Temporal trends and patterns in carbamazepine use, related severe cutaneous adverse reactions, and HLA‐B*15:02 screening: A nationwide study

Summary

Objective

After discovering the association between the HLA‐B*15:02 allele and carbamazepine‐related severe cutaneous adverse reactions (SCARs), particularly in Southeastern Asian populations, clinical strategies to prevent carbamazepine‐related SCARs have changed. We aimed to investigate 10‐year trends in carbamazepine use and carbamazepine‐related SCARs and to examine the patterns and determinants of HLA‐B*15:02 screening in Taiwan.

Methods

A nationwide study was performed using Taiwan’s National Health Insurance Research Database. In the first part of the study, new users of carbamazepine were included, and those who experienced SCAR‐related admissions were further identified.

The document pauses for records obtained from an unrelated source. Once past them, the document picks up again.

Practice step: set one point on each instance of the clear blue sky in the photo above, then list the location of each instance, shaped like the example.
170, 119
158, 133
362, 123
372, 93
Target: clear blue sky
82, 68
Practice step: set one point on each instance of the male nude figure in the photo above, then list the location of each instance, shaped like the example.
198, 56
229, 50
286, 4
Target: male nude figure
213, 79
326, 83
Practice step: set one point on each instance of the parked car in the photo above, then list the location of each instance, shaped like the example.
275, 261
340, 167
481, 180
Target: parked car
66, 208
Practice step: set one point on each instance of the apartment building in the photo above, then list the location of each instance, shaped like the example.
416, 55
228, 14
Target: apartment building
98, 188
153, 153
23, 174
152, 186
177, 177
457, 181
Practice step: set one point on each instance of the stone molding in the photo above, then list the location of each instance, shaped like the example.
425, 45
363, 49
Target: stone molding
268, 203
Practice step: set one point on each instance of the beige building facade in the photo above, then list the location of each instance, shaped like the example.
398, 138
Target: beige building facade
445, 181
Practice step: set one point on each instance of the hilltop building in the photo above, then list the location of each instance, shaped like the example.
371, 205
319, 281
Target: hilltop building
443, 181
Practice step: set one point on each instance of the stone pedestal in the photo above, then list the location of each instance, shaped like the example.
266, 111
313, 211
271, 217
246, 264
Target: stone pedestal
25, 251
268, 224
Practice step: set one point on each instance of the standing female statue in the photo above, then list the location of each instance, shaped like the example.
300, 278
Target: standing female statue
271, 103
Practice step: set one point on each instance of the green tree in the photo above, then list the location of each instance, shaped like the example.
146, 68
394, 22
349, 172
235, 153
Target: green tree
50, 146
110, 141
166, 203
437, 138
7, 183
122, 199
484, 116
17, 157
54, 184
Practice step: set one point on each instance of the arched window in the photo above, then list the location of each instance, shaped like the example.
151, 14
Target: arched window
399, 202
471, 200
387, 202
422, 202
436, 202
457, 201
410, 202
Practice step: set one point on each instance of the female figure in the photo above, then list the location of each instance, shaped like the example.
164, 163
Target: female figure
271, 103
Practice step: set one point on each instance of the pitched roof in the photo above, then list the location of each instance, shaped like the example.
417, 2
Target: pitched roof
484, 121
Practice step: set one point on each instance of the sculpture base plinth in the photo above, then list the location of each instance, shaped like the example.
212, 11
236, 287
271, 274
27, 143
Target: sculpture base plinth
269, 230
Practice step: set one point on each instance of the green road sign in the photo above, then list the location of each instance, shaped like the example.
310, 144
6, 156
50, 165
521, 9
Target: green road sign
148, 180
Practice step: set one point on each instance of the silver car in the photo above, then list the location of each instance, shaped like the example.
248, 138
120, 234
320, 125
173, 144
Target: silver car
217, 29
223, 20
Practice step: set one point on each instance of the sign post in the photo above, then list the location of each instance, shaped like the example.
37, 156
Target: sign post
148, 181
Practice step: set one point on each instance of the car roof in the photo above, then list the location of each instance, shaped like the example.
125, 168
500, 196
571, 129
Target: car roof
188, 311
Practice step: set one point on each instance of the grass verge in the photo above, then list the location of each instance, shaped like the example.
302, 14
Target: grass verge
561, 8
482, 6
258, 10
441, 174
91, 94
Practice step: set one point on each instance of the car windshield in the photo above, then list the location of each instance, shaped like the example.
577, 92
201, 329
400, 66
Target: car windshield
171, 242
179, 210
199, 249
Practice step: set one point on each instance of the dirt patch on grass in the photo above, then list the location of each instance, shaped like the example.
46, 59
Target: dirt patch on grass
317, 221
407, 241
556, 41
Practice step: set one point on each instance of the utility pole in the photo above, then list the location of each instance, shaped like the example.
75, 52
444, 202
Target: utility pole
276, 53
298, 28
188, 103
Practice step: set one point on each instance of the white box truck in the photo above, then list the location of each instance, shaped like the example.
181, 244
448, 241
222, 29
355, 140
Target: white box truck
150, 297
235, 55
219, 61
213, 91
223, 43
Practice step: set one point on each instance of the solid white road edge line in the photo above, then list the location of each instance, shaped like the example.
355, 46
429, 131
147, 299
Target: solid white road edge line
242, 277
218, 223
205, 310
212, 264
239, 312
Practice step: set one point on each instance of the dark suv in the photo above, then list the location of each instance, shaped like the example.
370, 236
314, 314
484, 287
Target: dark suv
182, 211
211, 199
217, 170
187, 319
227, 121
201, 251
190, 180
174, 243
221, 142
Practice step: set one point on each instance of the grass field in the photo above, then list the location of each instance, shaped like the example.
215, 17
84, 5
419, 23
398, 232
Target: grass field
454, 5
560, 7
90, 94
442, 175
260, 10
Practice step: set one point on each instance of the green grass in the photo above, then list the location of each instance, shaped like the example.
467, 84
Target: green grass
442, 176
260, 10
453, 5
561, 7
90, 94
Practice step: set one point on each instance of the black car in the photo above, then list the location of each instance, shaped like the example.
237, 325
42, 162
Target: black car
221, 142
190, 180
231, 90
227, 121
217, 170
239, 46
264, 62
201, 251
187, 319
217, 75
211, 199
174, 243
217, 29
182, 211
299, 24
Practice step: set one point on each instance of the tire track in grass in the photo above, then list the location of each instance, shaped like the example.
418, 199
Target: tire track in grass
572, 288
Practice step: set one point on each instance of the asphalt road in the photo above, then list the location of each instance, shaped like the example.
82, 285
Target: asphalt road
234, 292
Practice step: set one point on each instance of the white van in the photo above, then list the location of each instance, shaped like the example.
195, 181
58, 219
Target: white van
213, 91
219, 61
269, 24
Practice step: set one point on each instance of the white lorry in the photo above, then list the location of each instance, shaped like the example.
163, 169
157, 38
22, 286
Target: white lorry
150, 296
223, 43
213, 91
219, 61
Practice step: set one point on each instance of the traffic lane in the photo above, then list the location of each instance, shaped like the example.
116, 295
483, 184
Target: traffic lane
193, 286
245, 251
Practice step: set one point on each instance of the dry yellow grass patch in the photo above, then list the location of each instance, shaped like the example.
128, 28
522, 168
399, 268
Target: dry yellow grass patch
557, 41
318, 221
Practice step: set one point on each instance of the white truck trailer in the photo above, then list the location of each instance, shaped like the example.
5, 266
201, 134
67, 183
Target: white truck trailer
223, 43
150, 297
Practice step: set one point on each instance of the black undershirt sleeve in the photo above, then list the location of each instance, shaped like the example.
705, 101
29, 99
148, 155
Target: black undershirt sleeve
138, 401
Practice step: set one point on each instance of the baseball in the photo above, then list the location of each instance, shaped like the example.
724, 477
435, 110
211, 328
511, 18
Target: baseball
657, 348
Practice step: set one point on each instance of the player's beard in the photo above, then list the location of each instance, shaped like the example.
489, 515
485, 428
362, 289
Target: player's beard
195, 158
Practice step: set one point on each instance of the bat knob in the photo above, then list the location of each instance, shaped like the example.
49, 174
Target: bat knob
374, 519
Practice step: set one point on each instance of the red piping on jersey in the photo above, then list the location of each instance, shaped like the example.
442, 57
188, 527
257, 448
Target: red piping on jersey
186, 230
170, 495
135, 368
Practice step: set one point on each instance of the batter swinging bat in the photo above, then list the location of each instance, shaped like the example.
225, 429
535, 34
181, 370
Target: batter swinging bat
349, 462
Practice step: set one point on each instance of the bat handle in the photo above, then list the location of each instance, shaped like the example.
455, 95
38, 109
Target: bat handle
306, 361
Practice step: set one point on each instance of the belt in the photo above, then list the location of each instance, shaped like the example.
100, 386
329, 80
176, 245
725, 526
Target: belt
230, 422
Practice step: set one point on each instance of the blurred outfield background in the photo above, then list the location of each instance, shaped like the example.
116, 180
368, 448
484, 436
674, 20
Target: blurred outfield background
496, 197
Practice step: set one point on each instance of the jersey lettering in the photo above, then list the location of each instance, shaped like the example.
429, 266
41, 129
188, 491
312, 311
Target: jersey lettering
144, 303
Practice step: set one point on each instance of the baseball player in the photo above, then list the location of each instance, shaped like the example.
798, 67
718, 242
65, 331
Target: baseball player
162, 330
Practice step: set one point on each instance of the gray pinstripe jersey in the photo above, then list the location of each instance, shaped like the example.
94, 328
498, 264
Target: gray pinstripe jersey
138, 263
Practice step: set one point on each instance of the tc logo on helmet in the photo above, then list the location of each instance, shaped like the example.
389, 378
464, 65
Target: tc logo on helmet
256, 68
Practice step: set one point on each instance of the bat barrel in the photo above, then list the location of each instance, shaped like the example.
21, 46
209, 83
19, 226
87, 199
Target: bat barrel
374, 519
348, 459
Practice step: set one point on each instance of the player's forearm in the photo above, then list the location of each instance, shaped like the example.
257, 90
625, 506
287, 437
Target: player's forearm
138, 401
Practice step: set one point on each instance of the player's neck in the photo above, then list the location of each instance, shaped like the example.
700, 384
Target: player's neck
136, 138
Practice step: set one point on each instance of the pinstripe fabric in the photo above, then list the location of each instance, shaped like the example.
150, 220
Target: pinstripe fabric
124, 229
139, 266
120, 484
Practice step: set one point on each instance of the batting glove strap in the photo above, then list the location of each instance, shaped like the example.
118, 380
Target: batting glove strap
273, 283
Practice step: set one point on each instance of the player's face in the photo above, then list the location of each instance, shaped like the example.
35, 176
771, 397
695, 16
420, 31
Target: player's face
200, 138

In the second part of the study, recipients of HLA‐B*15:02 screening (reimbursed by Taiwan’s National Health Insurance since June 2010) were included and multivariate logistic regression was used to explore factors associated with the use of screening.

Results

The numbers of new users of carbamazepine and SCAR cases decreased remarkably during the 10‐year period (−82.6% and −87.1%, respectively), and the incidence rates of SCARs showed a downward trend after 2011. The screening rate of the HLA‐B*15:02 allele increased to 24.9% in 2014. Neurologists (odds ratio 12.33, 95% confidence interval 9.30‐16.35), psychiatrists (9.97, 7.31‐13.61), and neurosurgeons (3.23, 2.42‐4.32) were more likely to perform screening tests than other specialties were. Physicians practicing in medical centers (6.00, 5.51‐6.54) were more likely to perform screening tests than those practicing in other hospitals, whereas the screening rates in clinics remained at 0.0% throughout the study period.

Significance

In recent years, the number of carbamazepine‐related SCAR cases has decreased substantially in Taiwan. However, only one‐fourth of new users of carbamazepine received HLA‐B*15:02 screening, and there were considerable disparities in the screening rates across different physician groups. Policymakers should consider solutions to barriers to implementing screening tests in clinical practice and should not neglect the value of other safety communications and regulations to complement the limitations of pharmacogenomic testing.